Não estou a apontar o dedo acusatório aos especialistas, que certamente fazem o melhor que conseguem para antecipar a evolução de uma doença nova e em grande medida desconhecida. Estou a salientar uma ausência que me parece gritante: falta debate e o saudável escrutínio das previsões dos especialistas sobre a evolução da Covid-19. E, já agora, estou também a apontar outro ponto: há em todo este processo uma manifesta arrogância e falta de bom-senso das autoridades públicas. Arrogância, porque após dois anos de pandemia ainda tantos acreditam que conseguem prever o imprevisível, usando como bússola estimativas flutuantes e contraditórias, assentes em pressupostos muito discutíveis. Falta de bom-senso, porque a relevância atribuída a tais previsões levou a uma desproporcionalidade nas restrições impostas sobre a população, agravando desnecessariamente as suas consequências sociais, económicas, educativas e sanitárias nestes últimos dois anos.

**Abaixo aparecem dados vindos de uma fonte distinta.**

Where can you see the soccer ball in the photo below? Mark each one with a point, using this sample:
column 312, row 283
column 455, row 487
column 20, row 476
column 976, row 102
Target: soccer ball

Permitam-me uma analogia. Estamos em período de campanha eleitoral e, semanalmente, publicam-se sondagens de várias empresas para prever o sentido de voto dos portugueses. A nossa experiência com resultados eleitorais surpreendentes face às sondagens é já suficientemente vasta para que todos olhemos para as sondagens com moderada desconfiança. Sabemos todos que existem limitações metodológicas nos inquéritos de opinião. Aliás, conhecendo as características das sondagens (a dimensão da amostra, o método da amostragem e a sua representatividade social e geográfica, o procedimento para redistribuição de indecisos), até já aprendemos a distinguir as sondagens mais fiáveis de outras menos rigorosas. E, logo na noite eleitoral, o escrutínio às sondagens é implacável: todos queremos saber quais foram as empresas ou institutos de sondagem mais certeiros na projecção dos resultados eleitorais e todos queremos identificar quem errou por mais (e o porquê desses erros). Tudo isto é normal. Anormal é que o mesmo não se aplique às previsões dos especialistas sobre a Covid-19, que são publicadas e referenciadas de forma acrítica. Todos ganharíamos com um pouco mais de escrutínio.